CLEVELAND — The annual tree lighting at Crocker Park looked more like Times Square on New Year's Eve, with people packed shoulder-to-shoulder.
The massive crowd was estimated to be more than 13,000 people, which Westlake Police said matches pre-pandemic levels.
"People are just hungry to feel a connection with their friends and family," said Eileen Anderson.
Anderson, a Case Western Reserve University psychologist said she was not surprised by the number of people who turned out a year after COVID abruptly changed how we celebrate.
"It was a huge psychological cost for people to lose their annual nutcracker trip, tree lighting, Christmas concert or menorah lighting," said Anderson.
Also sidelined in 2020 was the unofficial kick-off to the holidays in Cleveland, The Christmas Connection.

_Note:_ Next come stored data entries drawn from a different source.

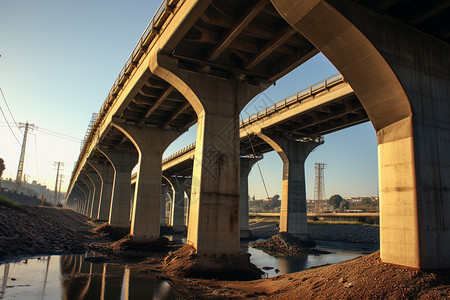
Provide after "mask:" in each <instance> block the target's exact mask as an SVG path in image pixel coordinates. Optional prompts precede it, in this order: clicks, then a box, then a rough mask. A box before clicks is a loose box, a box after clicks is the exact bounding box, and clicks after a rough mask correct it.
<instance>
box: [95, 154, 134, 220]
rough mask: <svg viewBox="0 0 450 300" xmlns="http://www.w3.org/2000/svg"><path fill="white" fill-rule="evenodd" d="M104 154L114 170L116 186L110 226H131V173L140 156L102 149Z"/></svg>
mask: <svg viewBox="0 0 450 300" xmlns="http://www.w3.org/2000/svg"><path fill="white" fill-rule="evenodd" d="M102 152H103V153H104V154H105V156H106V157H107V158H108V159H109V161H110V162H111V164H112V166H113V168H114V184H113V186H114V187H113V192H112V198H111V208H110V212H109V224H110V225H111V226H112V227H117V228H128V227H129V226H130V201H131V199H130V192H131V171H132V170H133V168H134V167H135V166H136V163H137V158H138V155H137V154H136V153H132V152H122V151H114V150H106V149H102Z"/></svg>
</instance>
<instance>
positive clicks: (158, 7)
mask: <svg viewBox="0 0 450 300" xmlns="http://www.w3.org/2000/svg"><path fill="white" fill-rule="evenodd" d="M178 2H179V1H178V0H164V1H162V3H161V4H160V5H159V7H158V9H157V10H156V13H155V15H154V16H153V18H152V19H151V21H150V22H149V24H148V25H147V27H146V28H145V30H144V33H143V34H142V36H141V38H140V39H139V41H138V42H137V44H136V46H135V47H134V48H133V51H132V52H131V54H130V56H129V57H128V59H127V61H126V63H125V65H124V67H123V68H122V70H121V71H120V73H119V76H118V77H117V79H116V80H115V81H114V84H113V86H112V88H111V90H110V91H109V93H108V95H107V96H106V99H105V101H104V102H103V105H102V106H101V108H100V111H99V113H98V115H97V118H96V120H95V123H94V125H93V126H92V127H91V128H90V131H89V135H88V137H87V139H86V141H85V142H84V145H83V146H82V149H81V151H80V155H79V157H78V161H77V165H76V166H75V168H74V171H73V172H72V177H73V176H74V175H75V174H76V172H75V170H76V169H77V168H78V167H79V164H80V159H81V157H82V156H83V155H84V153H85V152H86V151H87V147H88V145H89V143H90V142H92V141H93V140H94V136H95V132H96V131H97V130H98V128H99V127H100V123H101V122H102V121H103V119H104V118H105V116H106V114H107V113H108V110H109V108H110V107H111V106H112V105H113V103H114V101H115V100H116V99H117V97H118V95H119V93H120V91H121V89H122V88H123V87H124V86H125V84H126V82H127V80H128V78H129V77H130V75H131V73H132V72H133V70H134V69H136V68H137V67H138V65H139V61H140V59H141V58H142V56H143V55H144V54H145V53H146V52H147V50H148V47H149V46H150V44H151V42H152V41H153V39H154V38H155V37H156V36H157V35H158V34H159V33H160V30H161V27H162V25H163V24H164V22H165V21H166V20H167V18H168V16H169V14H170V13H172V12H173V8H174V7H175V6H176V4H177V3H178ZM70 181H71V182H73V178H71V180H70ZM69 189H71V187H69Z"/></svg>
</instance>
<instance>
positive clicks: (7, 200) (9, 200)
mask: <svg viewBox="0 0 450 300" xmlns="http://www.w3.org/2000/svg"><path fill="white" fill-rule="evenodd" d="M0 206H5V207H9V208H12V209H22V206H21V205H20V204H19V203H17V202H14V201H12V200H10V199H8V198H6V197H4V196H0Z"/></svg>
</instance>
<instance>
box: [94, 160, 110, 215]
mask: <svg viewBox="0 0 450 300" xmlns="http://www.w3.org/2000/svg"><path fill="white" fill-rule="evenodd" d="M91 165H92V166H93V167H94V168H95V170H96V171H97V172H98V174H99V175H100V176H101V178H102V182H103V185H102V196H101V199H100V203H99V206H98V219H99V220H102V221H108V220H109V212H110V209H111V198H112V191H113V183H114V168H113V166H112V165H111V163H110V162H105V163H104V164H103V163H95V162H91Z"/></svg>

"It was amazing to see everyone back together," said Gina Gumina with Marketplace Events.
The show may have missed a year, but it picked up right where it left off.
"There was an energy in the building that I've never seen before," said Gumina.
The seasonal staple's attendance also returned to near pre-pandemic numbers — News 5 learned turnout was down just slightly from 2019.
“This is just going to continue. People are so excited to be out of their houses and see people and talk to live people again," said Gumina.
Anderson agreed and said many people are all-in this holiday season to make up for lost time.
"We've seen that in other ways in the pandemic, like the hunger for live music, for example. More people going to concerts and people going to more than they usually would," said Anderson.
With these festive gatherings back, people are handling the return of crowds differently with the deadly pandemic still looming.
"A lot of people are just saying, 'I'm sick of it. The cost has been too high. I'm going to pretend like it's over,'" said Anderson.
Others may feel the need to retreat.
"They're looking around and seeing people, not masked, and that makes them feel more anxiety and question, should I lock myself down again?" said Anderson.
Turning out for traditions in a big way may help some cope with the trauma from the pandemic, but Anderson warned it could be a temporary fix.
"What we have to watch out for is that later, the after-effects of having these difficult experiences don't come back and blindside you," said Anderson.
For those that want to get out and experience the holidays, but also want to minimize their risk of speading COVID-19, Summit County Health Commissioner Donna Skoda said tests, whether they're done at the pharmacy, hospital or at home, should be done a day before the event while ensuring results will get back in time.
"If you have symptoms and you do an at-home antigen test, you need to probably still follow up with the PCR test," Skoda said. "That test is very accurate. If you are positive, you are positive. But if you have symptoms and you end up being testing negative [with an at-home antigen test], you probably want to have a PCR test done to make sure you do not have COVID."
Skoda noted that while pharmacies usually administer the more accurate PCR test, those results typically take one to two days to come back.
As for other precautions that should be taken while visiting with friends and family this holiday season, Skoda's advice is familiar, but as important as ever, given that those who are vaccinated and get a breakthrough infection will have a lower viral load, and perhaps an asymptomatic case.
"What we want to do is try to make sure that everybody keeps in mind that 12% of all of our cases were asymptomatic, so you can still have COVID and be asymptomatic," Skoda said. "That's why those public health measures — wearing a mask, staying away from folks, keeping your distance, washing your hands, covering your cough, if you don't feel well stay home — are so critical during the holidays. It isn't just the test, and 'either you have it or you don't.' It's all of those things that go with it."